La intensidad con que se perciben y sienten las propias preferencias de cada ciudadano es la base más importante de la política, por mucho que sea la más desconocida y menos analizada: una minoría de intensos vencerá siempre a una mayoría poco motivada (y las mayorías nunca son intensas de manera constante y perdurable). El proceso democrático concede igual voz y voto a todos, es decir, es ciego ante la desigual intensidad individual de las preferencias. Pero el proceso político, más allá del voto, no es inmune a esa intensidad, sino tributario de ella. Los grupos pequeños y motivados siempre impondrán sus intereses por la lógica de la acción colectiva que describió hace ya tiempo Mancur Olson. Por eso, Politikon advierte que la introducción de mayores dosis de participación popular en el sistema democrático generará probablemente resultados desviados si no se tiene en cuenta, con carácter previo a la hora de diseñar su institucionalización, la existencia de los grupos pequeños intensos, unida al dato de la baja competencia política de la mayoría. Citemos de nuevo a Giovanni Sartori: el riesgo de una mayor participación democrática en los sistemas políticos actuales es el de que provoque una mayor intensidad, pero sin el contrapeso de una mayor competencia: vamos, el paraíso de los grupos pequeños muy motivados. O la pérdida de estabilidad del sistema, y recordemos que la estabilidad política es como la salud: no se nota hasta que se pierde.

Para terminar, si hay un punto se echa a faltar en el estudio de Politikon es el de examinar la especial naturaleza del Estado en que se desarrollan las políticas que estudia: el de un Estado-parte de la Unión Europea.
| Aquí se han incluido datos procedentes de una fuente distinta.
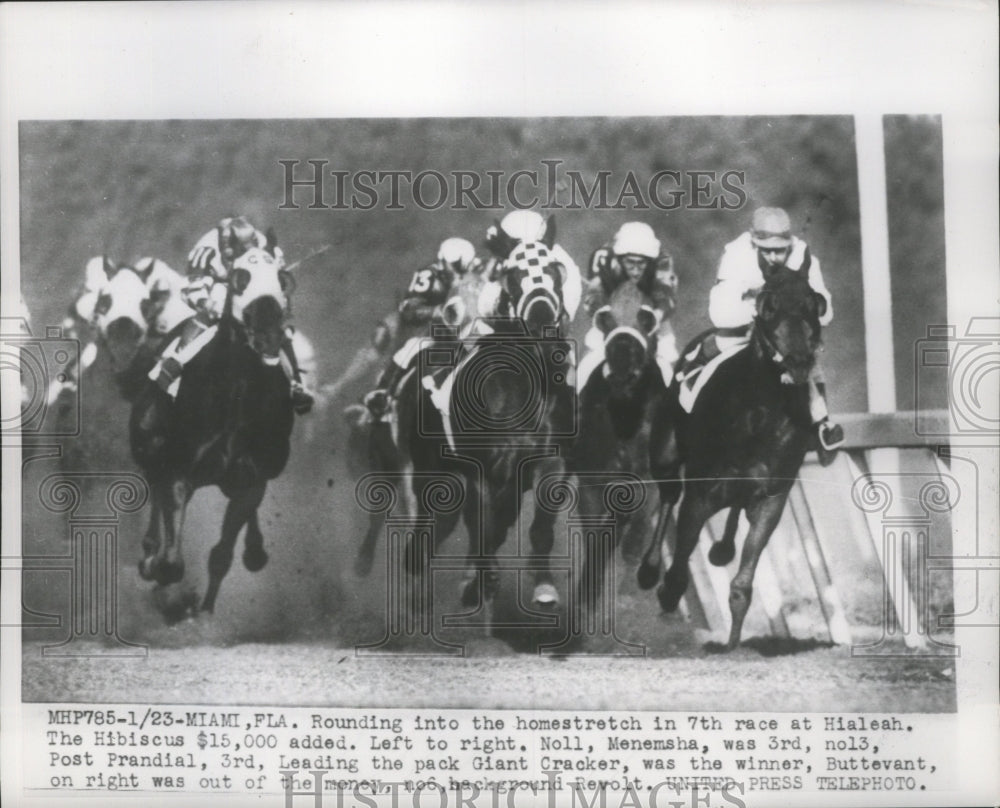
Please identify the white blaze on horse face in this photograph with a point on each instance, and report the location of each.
(127, 293)
(264, 280)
Como observa José María de Areilza Carvajal, los Estados europeos actuales son artefactos estatales de nuevo cuño, es decir, el hecho de formar parte de la Unión los ha transformado en un tipo de Estado hasta ahora desconocido: nada menos que alrededor del 30% de sus políticas públicas cotidianas se generan en Bruselas y la toma de decisiones en temas más globales se ha colectivizado en gran manera. Pues bien, sencillamente, en la Unión se exacerban los problemas de transparencia, rendición de cuentas y falta de equilibrada representación de intereses en la adopción de decisiones. Más aún, los ejecutivos nacionales se convierten en legisladores principales y aprueban normas por fuera de los mecanismos de control de sus capitales nacionales. Y las comunidades de expertos (en las que se integran parte de las propias burocracias nacionales) diseñan políticas sectoriales sin atender a demandas públicas contrastadas en las elecciones. Un caso de formulación de políticas públicas que merece un análisis particularizado, aunque sólo sea porque está generando un abismo entre las reglas formales de decisión política (las democracias nacionales) y los mecanismos reales con que se adoptan las decisiones.

José María Ruiz Soroa es abogado. Sus últimos libros son Seis tesis sobre el derecho a decidir. Panfleto político (Vitoria, Ciudadanía y Libertad, 2007), Tres ensayos liberales. Foralidad, lengua y autodeterminación (San Sebastián, Hiria Liburuak, 2008) y El esencialismo democrático (Madrid, Trotta, 2010).